Gesellschaft

Schwerin richtet UFO-Meldestelle ein — erste Anrufer melden Straßenbahn als unbekanntes Flugobjekt

Schwerin – Was als routinemäßige Thermografie-Überfliegung des Fernwärmenetzes begann, hat in der Landeshauptstadt eine Kettenreaktion ausgelöst, mit der niemand gerechnet hatte. Nachdem die Stadtwerke ankündigten, ab März nächtliche Drohnenflüge über Krebsförden, Mueßer Holz und Friedrichsthal durchzuführen, gingen innerhalb weniger Stunden über 340 Anrufe besorgter Bürger ein. Die Stadt reagierte prompt und richtete eine „Koordinierungsstelle für unidentifizierte Flugobjekte im urbanen Luftraum Schwerin“ ein — kurz: UFO-Stelle.

„Wir nehmen die Sorgen der Bevölkerung ernst“, erklärte Dezernent für präventive Himmelsüberwachung Klaus-Dieter Frömming bei der Vorstellung der neuen Behörde. „Schwerin ist eine Stadt, in der nachts normalerweise absolut nichts passiert. Wenn dann plötzlich etwas am Himmel leuchtet, ist die Verunsicherung verständlich.“

Straßenbahn sorgt für Massenpanik

Bereits am ersten Abend der Hotline-Schaltung kam es zu einem Zwischenfall, der die Dimension des Problems verdeutlichte. Ein Anwohner aus Lankow meldete gegen 22:47 Uhr ein „langsames, beleuchtetes Objekt, das sich surrend durch die Dunkelheit bewegt und regelmäßig anhält“. Nach dreistündiger Ermittlung stellte sich heraus: Es handelte sich um die letzte Straßenbahn der Linie 1, die ihren Dienst um 23 Uhr beendet.

„In meiner Verteidigung: Ich habe die Straßenbahn seit vier Jahren nicht mehr gesehen. Ich dachte, die wäre längst eingestellt worden.“

Jens-Uwe K., 58, Lankow

Die UFO-Stelle, die vorübergehend in einem leerstehenden Ladenlokal am Marienplatz untergebracht wurde — „da hatten wir die größte Auswahl“ —, ist montags bis freitags von 9 bis 15 Uhr erreichbar.
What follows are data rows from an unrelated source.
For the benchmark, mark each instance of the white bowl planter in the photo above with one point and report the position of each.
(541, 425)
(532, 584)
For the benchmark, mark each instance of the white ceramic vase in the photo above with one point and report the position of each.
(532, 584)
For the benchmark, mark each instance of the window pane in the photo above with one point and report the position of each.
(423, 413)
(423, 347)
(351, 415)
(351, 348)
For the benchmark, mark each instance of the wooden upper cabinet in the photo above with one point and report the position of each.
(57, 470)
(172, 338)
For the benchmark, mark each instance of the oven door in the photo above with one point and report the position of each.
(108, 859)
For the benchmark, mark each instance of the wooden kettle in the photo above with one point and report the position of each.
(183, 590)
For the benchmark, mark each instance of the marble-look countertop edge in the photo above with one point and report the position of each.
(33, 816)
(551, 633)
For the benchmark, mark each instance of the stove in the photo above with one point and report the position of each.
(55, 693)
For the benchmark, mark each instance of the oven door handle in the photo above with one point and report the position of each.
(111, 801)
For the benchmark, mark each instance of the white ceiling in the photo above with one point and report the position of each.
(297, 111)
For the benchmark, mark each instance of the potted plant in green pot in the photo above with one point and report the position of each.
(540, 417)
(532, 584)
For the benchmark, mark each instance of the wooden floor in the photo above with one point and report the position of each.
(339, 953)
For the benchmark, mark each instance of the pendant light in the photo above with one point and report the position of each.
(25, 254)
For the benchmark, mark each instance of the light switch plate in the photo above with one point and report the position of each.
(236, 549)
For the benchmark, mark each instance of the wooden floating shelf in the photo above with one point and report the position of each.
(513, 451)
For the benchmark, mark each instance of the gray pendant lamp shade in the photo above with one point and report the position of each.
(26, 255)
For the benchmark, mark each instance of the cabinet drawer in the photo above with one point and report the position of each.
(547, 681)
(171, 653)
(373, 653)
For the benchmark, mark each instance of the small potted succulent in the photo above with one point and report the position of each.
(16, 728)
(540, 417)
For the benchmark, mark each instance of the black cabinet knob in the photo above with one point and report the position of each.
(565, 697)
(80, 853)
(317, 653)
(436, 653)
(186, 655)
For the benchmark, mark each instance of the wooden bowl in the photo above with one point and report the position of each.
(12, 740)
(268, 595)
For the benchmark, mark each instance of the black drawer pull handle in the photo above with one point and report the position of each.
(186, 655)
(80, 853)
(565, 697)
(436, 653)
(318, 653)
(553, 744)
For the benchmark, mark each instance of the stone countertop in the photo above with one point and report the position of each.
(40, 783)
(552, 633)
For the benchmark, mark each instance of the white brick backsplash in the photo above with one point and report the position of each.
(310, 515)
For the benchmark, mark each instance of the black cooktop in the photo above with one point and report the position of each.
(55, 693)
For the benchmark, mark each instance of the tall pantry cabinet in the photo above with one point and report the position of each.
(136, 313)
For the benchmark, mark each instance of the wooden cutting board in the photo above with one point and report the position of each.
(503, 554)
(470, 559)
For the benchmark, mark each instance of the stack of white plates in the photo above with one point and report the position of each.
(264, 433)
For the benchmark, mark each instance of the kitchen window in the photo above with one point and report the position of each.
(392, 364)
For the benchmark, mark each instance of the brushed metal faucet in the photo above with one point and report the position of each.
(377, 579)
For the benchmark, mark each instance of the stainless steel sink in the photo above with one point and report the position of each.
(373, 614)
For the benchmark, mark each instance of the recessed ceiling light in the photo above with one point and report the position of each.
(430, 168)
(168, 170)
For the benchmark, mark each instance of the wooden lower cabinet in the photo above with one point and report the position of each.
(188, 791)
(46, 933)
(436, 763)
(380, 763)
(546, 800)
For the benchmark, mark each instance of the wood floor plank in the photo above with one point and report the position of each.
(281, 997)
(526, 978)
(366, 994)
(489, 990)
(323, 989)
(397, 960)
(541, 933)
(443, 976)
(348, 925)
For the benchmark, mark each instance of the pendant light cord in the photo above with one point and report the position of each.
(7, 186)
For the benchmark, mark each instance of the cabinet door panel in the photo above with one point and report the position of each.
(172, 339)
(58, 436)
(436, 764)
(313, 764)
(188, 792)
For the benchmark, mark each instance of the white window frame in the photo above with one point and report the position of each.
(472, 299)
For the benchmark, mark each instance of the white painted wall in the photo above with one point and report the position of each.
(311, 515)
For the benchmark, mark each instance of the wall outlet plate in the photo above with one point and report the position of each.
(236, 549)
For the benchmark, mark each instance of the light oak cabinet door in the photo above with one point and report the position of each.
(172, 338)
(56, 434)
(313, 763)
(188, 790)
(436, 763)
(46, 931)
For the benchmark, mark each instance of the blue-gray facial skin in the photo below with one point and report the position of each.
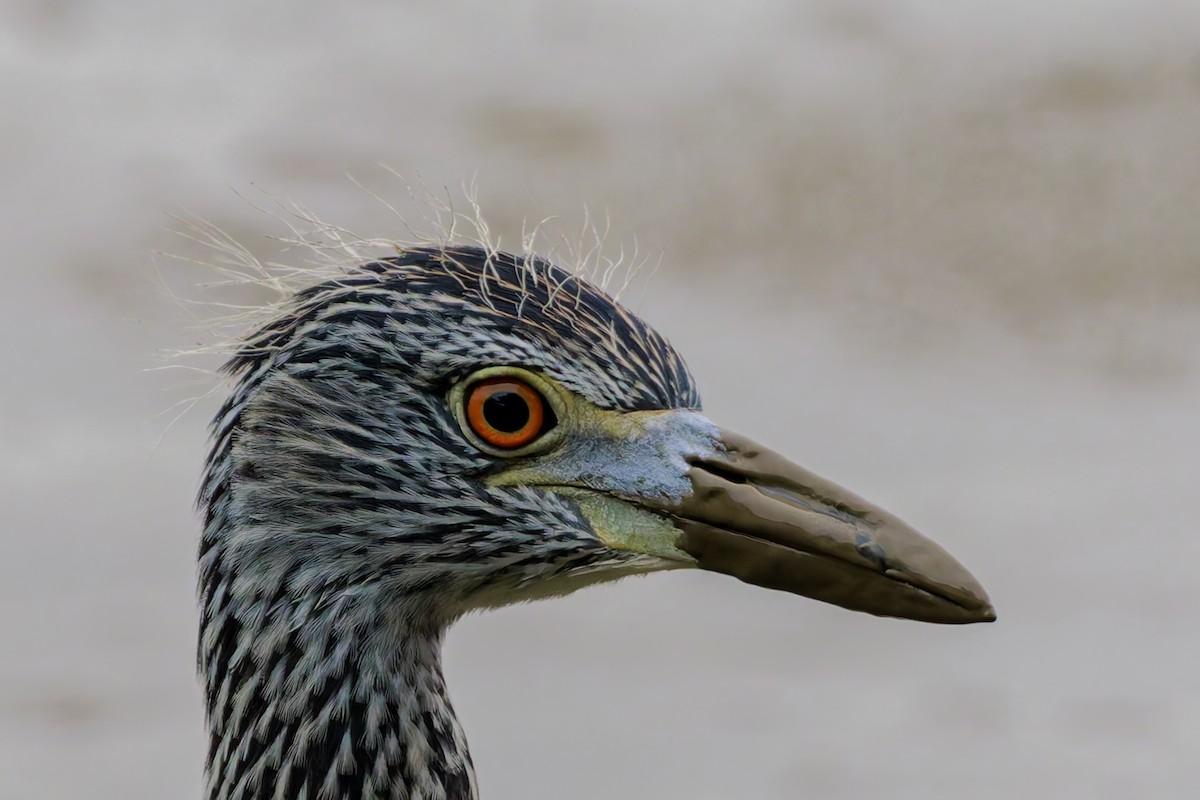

Dass die Drohnenflüge ausschließlich zwischen 23 und 6 Uhr stattfinden, sei „kein Widerspruch, sondern vorausschauende Verwaltung“, so Frömming.

Experten: Außerirdische würden Schwerin meiden

Unterdessen gab der Astrophysiker Prof. Dr. Helmut Wengler von der — nicht in Schwerin existierenden — Universität Entwarnung. „Die Wahrscheinlichkeit, dass eine außerirdische Zivilisation ausgerechnet Schwerin anfliegt, liegt statistisch bei null“, erklärte Wengler. „Selbst Lebensformen, die Milliarden Lichtjahre zurücklegen können, würden nach einer kurzen Analyse der Infrastruktur weiterfliegen. Der Mobilfunkempfang allein wäre ein Ausschlusskriterium.“

Die Stadtwerke betonten derweil, die Drohnen dienten ausschließlich der Überprüfung des Fernwärmenetzes mittels Wärmebildkameras. Vizepressesprecher Torsten Wollweber fügte hinzu: „Die Drohnen zeigen uns, wo Wärme entweicht. In Schwerin ist das im Grunde überall — aus den Leitungen, aus den Gebäuden, aus der Stadt insgesamt.“

Ein Sprecher der Landesregierung ließ verlauten, man beobachte die Situation „mit der für Mecklenburg-Vorpommern üblichen Gelassenheit“. Sollten sich die Drohnen tatsächlich als Außerirdische herausstellen, werde man „zeitnah eine interfraktionelle Arbeitsgruppe einsetzen, die bis 2029 Handlungsempfehlungen erarbeitet“.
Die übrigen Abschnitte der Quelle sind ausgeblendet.